Keduanya pun saling mengangguk sebagai tanda setuju. Amartya lekas mengganti Garabandari dan Ratmuju menjadi api matahari, menyisakan Mitralhassa satu-satunya yang berwarna merah.
"Sebenarnya masih ada kesempatan untuk Maksallatan dan Tarauntalo untuk kembali diserang, tapi keberadaan ayah dan nabi Fannar sudah cukup untuk menjadi alasan tak menyerang mereka, jika mereka belajar dari kesalahan tadi pagi tentunya."
"Jika perang sungguh terjadi, menurutmu, kapankah kemungkinan terdekatnya, Naema?" Tanya Amartya.
"Aku tidak begitu paham soal perang dan waktu strategisnya, tetapi yang aku tahu, Ketua Dewan yang sekarang adalah orang yang sangat mencintai kedamaian." Jawab Naema.
"Ah iya, Raja Falah. Sebenarnya agak sedikit membuatku kecewa dia menyerang suku Api, kukira hubungan kami dengan Angkasa sudah cukup baik."
"Aku juga tak mengerti, tapi dugaanku, anggota dewan lainnyalah yang berada di belakang semua ini, mereka mungkin berhasil merayu Ketua Dewan." Gadis itu terdengar ragu.
"Tujuan mereka adalah memburu kita berdua bukan menyatakan perang pada Daratan, tapi jika itu perang—"
"Pastinya Ketua Dewan tidak akan menyetujuinya." Naema dengan cepat memotong ucapan Amartya.
"Kalau begitu, akankah Ketua Dewan itu digantikan?"
"Tentunya, akan terjadi pergantian Ketua Dewan saat pergantian tahta kerajaan, dengan kata lain, anaknya akan menjadi Ketua Dewan saat Ketua Dewan yang sekarang meninggal atau menyerahkan tahtanya."
"Berarti 7 tahun dari sekarang kemungkinan akan terpilih Ketua Dewan yang menjadi boneka dalam peperangan antara Ilmuan Langit dan Penempa Bumi." Amartya menyimpulkan hasilnya.
"7 tahun? Dari mana tuan Amartya tahu?" Tanya Naema bingung.

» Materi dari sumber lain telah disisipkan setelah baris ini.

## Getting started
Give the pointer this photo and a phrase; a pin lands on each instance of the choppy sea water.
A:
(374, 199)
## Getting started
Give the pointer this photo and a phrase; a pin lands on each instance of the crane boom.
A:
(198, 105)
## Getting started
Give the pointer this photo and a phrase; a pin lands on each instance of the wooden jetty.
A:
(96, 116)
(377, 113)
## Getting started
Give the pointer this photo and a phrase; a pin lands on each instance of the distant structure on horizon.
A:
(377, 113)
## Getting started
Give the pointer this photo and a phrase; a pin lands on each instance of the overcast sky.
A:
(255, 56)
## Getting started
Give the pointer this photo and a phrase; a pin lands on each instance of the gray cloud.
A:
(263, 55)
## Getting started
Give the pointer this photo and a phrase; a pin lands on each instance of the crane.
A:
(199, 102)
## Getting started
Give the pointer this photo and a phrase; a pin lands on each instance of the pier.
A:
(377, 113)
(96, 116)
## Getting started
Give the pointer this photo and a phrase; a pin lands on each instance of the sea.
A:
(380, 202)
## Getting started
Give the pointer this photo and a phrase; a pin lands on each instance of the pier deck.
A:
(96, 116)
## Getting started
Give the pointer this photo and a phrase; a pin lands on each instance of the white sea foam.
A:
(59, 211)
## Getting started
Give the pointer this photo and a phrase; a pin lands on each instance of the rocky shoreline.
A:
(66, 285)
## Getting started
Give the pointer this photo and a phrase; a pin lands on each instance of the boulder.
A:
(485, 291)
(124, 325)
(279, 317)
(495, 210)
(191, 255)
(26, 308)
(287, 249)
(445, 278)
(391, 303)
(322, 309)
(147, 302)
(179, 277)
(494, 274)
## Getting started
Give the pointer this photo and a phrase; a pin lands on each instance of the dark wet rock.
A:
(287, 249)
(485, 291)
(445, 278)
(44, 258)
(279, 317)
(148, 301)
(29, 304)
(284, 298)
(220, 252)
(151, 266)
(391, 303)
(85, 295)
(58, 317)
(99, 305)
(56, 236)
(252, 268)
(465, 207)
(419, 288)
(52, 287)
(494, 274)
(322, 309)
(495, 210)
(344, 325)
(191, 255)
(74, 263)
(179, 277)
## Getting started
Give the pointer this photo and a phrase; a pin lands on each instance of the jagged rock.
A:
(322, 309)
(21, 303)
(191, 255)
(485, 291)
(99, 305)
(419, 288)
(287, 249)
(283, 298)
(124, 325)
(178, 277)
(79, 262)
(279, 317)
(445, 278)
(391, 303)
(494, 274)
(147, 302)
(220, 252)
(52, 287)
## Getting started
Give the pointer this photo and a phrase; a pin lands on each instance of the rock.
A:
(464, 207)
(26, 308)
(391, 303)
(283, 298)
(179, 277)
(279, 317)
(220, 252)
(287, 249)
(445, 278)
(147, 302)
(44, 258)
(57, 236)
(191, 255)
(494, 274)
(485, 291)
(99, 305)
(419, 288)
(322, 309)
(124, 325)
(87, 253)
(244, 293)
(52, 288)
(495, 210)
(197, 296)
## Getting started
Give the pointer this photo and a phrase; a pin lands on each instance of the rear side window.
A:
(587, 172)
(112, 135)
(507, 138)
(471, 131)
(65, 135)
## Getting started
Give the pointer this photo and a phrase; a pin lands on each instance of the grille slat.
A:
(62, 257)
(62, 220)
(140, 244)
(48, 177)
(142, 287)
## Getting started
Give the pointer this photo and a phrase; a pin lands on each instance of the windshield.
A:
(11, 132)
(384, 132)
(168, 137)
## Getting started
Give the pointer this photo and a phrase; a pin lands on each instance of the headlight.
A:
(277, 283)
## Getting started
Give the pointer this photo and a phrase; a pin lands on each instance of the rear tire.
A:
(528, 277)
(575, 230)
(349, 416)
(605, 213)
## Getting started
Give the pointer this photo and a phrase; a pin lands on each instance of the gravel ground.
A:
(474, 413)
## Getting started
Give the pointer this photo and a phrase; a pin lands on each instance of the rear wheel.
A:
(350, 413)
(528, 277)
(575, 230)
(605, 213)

"Ah sepertinya hanya orang terdekatnya yang mendengar tentang rahasia terbesarnya."
"Maksud tuan?"
"Seperti yang kita semua tahu, Ketua Dewan yang sekarang merupakan salah satu orang yang tersisa dari generasi pertama."
"Ya, lalu?"
"Raja Falah memiliki banyak ketakutan akan sistem pemerintahan kerajaan dan ingin mati tanpa keturunan agar sistem pemerintahan berubah menjadi republik atau demokrasi."
"Bukankah dia memiliki seorang anak perempuan?"
"Ya, di sanalah letak masalahnya, Sang Pencipta tak mengizinkannya mati hingga memiliki penerus yang sah dan telah dewasa."
"Mengapa?"
"Sepertinya Beliau memiliki rencana untuk dunia ini dan tak ingin Raja Falah mengacaukannya."
"Baiklah, bisa dipahami, lalu?"
"Dengan begitu kemungkinan Raja Falah akan mati di saat putrinya berada pada umur dewasanya yaitu 18 tahun, dan putrinya yaitu Hamsah, merupakan anak yang seumuran denganmu."
"Berarti ia juga berumur 11 tahun."
"Tepat, maka 7 tahun lagi Raja Falah akan mati dan tergantikan oleh Putri Hamsah."
"Bukankah itu waktu yang cukup lama untuk mempersiapkan sebuah rencana? Kita berdua sudah dewasa pada saat itu." Tanya Naema.
"Tidak, sejujurnya, itu waktu yang sangatlah pas."
"Baiklah... jika tuan Amartya berkata demikian." Naema tampak begitu percaya pada Amartya untuk dua orang yang baru saja bertemu (di alam nyata tentunya).
"Kalau begitu, mungkin ini cukup untuk diskusi kita malam ini."
Dengan ini berakhirlah sudah perbincangan mereka kali itu, Amartya pun mematikan apinya dan membersihkan meja tersebut.
Naema lalu mengambil hidangan yang tadinya telah ia persiapkan. Makanan itu kemudian Amartya hangatkan, sementara Naema mendinginkan minumannya. Keduanya pun memakan santapan mereka, membersihkannya, lalu bergantian mandi dan bersiap untuk tidur.